The physical toll and injuries faced by airline baggage handlers

On Behalf of | Mar 17, 2021 | Workplace Injuries |

One year into the COVID-19 pandemic and the safety restrictions implemented as a result, many aspects of our lives are slowly opening back up. However, it will be some time before things are back to “normal.” One of those aspects is air travel. And the potential for more passengers means more work for airline crews, including baggage handlers.
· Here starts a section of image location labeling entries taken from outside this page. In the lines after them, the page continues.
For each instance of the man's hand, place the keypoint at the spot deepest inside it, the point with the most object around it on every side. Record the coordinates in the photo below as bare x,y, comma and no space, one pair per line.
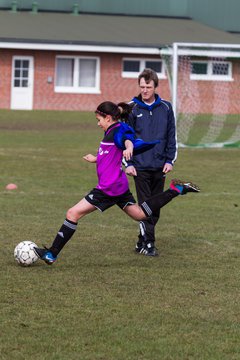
131,171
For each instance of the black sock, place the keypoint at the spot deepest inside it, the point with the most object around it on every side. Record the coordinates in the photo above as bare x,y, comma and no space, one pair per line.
158,201
65,233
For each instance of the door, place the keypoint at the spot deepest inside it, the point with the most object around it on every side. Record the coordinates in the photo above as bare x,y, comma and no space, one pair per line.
22,83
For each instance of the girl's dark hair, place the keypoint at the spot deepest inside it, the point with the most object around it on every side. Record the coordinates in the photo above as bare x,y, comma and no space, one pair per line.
118,111
148,75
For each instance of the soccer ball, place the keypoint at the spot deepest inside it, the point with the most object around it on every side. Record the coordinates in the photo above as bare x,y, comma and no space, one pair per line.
24,253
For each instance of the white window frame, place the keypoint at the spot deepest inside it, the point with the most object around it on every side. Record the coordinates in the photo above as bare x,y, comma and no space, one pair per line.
210,76
142,62
75,88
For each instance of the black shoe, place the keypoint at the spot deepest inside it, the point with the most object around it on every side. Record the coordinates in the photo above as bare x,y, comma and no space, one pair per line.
45,255
146,249
183,187
139,247
150,250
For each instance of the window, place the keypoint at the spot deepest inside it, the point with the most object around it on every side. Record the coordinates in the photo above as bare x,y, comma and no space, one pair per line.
21,71
132,67
211,70
77,74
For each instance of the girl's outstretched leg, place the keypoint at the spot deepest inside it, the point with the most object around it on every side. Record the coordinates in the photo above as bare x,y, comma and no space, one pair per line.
65,233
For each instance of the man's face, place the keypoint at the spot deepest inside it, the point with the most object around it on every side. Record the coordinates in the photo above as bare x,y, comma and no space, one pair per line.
147,90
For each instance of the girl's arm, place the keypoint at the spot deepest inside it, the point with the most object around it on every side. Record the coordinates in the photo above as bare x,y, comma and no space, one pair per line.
90,158
128,152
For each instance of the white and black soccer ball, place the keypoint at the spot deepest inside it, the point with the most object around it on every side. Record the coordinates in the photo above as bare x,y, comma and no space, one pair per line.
24,253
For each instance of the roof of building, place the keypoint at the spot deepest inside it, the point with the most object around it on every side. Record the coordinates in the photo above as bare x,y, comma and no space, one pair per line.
220,14
106,30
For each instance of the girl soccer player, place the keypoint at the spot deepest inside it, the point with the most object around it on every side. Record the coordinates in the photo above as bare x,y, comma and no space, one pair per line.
112,189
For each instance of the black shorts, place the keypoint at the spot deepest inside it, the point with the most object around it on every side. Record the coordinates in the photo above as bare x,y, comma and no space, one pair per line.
103,201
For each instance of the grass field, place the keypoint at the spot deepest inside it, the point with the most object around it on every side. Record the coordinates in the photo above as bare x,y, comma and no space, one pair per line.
101,301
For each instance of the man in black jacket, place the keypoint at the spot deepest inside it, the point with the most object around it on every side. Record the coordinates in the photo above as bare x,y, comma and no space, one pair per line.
152,118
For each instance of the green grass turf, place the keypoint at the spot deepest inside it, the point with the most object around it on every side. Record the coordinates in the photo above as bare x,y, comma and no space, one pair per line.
101,301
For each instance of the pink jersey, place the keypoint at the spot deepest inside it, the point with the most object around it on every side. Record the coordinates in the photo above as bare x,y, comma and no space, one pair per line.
112,180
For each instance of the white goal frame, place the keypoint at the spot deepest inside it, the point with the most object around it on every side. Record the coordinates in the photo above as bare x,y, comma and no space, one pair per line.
207,50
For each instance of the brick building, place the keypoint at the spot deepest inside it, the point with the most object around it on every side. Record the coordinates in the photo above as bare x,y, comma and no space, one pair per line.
71,61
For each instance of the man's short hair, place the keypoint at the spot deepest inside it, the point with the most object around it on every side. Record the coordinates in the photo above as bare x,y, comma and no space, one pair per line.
148,75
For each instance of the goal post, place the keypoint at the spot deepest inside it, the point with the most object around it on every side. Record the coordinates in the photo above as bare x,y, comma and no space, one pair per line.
204,82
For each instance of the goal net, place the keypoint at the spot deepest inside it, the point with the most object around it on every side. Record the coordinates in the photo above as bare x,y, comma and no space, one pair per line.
205,88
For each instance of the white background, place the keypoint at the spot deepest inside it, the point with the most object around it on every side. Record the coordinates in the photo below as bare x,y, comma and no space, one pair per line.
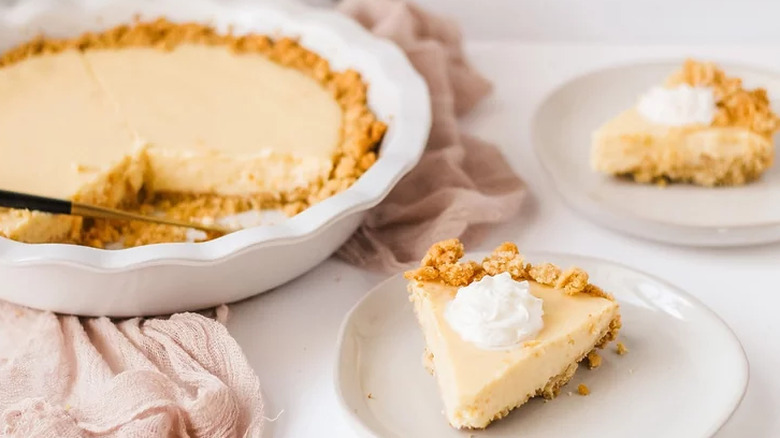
526,48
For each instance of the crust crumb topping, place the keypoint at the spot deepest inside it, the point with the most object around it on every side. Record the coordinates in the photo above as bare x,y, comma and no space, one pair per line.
442,263
594,360
736,106
361,132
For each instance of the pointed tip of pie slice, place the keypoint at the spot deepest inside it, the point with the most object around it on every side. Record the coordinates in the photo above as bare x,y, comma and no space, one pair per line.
479,386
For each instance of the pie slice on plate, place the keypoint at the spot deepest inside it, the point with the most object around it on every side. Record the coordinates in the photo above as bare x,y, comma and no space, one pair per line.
502,331
700,127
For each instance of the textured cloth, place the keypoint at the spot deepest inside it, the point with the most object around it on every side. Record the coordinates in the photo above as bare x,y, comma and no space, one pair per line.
65,377
461,183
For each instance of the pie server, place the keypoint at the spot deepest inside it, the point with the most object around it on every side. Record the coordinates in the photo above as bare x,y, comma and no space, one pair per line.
43,204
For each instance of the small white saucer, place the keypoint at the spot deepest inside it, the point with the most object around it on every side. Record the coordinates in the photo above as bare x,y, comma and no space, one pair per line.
684,375
679,214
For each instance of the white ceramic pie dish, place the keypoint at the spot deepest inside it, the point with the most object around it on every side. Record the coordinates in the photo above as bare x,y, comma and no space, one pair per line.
165,278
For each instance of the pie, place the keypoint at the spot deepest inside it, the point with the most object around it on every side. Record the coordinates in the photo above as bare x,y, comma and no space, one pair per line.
178,119
701,127
481,384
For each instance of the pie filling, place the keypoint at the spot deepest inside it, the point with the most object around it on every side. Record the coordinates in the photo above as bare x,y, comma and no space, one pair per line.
478,384
701,127
175,119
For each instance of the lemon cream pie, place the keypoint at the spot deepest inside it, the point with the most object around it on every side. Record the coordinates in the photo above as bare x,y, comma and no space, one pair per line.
700,127
503,331
177,119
This group of unsung workers consistently face job hazards that the average person does not. Continuously lifting heavy baggage as much as 75 pounds, pushing heavy carts and escorting wheelchair-bound passengers can take a physical toll on the body. Not to mention, potential injuries caused by falling baggage, slips and falls along with exposure to disease when face-to-face with the public.
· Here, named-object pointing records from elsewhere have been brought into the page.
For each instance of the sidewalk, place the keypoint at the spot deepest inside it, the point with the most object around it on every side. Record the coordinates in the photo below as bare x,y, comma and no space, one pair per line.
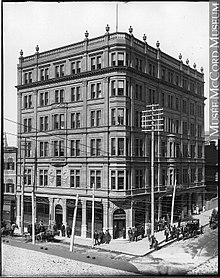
123,246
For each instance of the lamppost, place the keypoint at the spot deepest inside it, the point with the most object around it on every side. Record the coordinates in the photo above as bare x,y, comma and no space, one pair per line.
93,212
152,121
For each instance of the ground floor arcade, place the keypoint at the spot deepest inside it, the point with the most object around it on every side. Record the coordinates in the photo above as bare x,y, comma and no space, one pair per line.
112,214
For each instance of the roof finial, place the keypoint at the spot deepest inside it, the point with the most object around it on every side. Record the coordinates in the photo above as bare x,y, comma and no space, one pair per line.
37,48
86,34
157,44
107,28
130,30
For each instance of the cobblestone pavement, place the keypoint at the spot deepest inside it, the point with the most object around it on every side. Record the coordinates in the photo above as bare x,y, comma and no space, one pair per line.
22,262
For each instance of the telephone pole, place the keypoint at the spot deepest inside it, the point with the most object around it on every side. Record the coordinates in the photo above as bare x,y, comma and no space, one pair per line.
22,190
152,121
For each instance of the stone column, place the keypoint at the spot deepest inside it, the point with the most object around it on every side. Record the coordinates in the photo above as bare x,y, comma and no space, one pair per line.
105,214
84,226
18,210
64,212
51,212
190,204
159,207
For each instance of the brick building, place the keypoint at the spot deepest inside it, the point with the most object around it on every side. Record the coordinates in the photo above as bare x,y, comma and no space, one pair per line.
10,182
80,107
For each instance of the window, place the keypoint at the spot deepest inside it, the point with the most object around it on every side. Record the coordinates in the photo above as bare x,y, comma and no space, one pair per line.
199,131
113,180
99,62
75,120
185,176
192,151
163,74
27,177
58,121
58,177
120,59
44,123
95,179
59,96
139,181
185,128
10,164
170,77
192,129
121,180
99,90
139,147
152,96
192,109
27,101
43,177
44,74
74,178
95,118
95,147
185,150
28,77
58,148
200,175
113,59
177,80
200,151
121,150
113,146
28,149
44,99
120,88
44,149
185,84
27,125
59,71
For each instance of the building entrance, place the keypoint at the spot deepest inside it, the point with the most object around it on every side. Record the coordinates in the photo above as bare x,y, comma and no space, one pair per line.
58,216
119,223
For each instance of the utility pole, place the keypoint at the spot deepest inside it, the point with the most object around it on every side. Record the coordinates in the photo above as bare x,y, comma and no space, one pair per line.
172,207
33,195
151,122
22,190
74,224
93,213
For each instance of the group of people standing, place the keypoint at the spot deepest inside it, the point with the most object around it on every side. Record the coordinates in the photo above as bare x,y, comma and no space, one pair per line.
134,234
101,237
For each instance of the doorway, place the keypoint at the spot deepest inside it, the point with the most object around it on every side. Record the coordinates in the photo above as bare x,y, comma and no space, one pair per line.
58,216
119,223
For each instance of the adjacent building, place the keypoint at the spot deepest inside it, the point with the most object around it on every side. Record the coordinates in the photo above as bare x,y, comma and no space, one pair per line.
79,114
10,182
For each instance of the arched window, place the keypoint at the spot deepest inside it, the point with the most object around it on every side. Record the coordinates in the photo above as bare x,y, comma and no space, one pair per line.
10,164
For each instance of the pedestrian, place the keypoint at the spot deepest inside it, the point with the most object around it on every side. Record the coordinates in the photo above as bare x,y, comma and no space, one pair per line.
124,233
166,233
63,230
178,233
142,231
148,232
68,230
101,237
135,233
107,237
96,237
130,236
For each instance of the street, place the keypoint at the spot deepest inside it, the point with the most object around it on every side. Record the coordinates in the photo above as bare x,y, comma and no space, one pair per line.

Back and knee pain, tendonitis

The work-related strain can overcome any baggage handler. Airline companies are well aware of the risks faced by all of their workers and must adjust to accommodate them while also providing proper safety training. The latter is one way to prevent unsafe and awkward lifting habits potentially leading to musculoskeletal injuries.

The cause of such injuries often is due to:

  • Overexertion: The need to lift, carry and push heavy baggage while on the job may lead to an assortment of injuries. The list includes lower back, neck, shoulder and knee injuries, some of which may require surgery and lengthy rehabilitation. Severe damage to ligaments, muscles and tendons is possible, and some workers sustain nerve damage and hernias.
  • Excessive repetitive motion: Tendonitis and carpal tunnel syndrome are ailments with origins from constant motion. Ligaments and tendons also may be harmed, preventing you from performing everyday activities.
  • Slip and fall situations: The combination of an awkward lift and slippery floor potentially spells trouble for baggage handlers. A fractured arm, leg and skull will prevent you from working for a long time.

Let us hope that during the last year with fewer passengers that airline companies had plenty of time to rethink issues pertaining to the safety of their workers. They rely on all their workers and must do their best to protect them.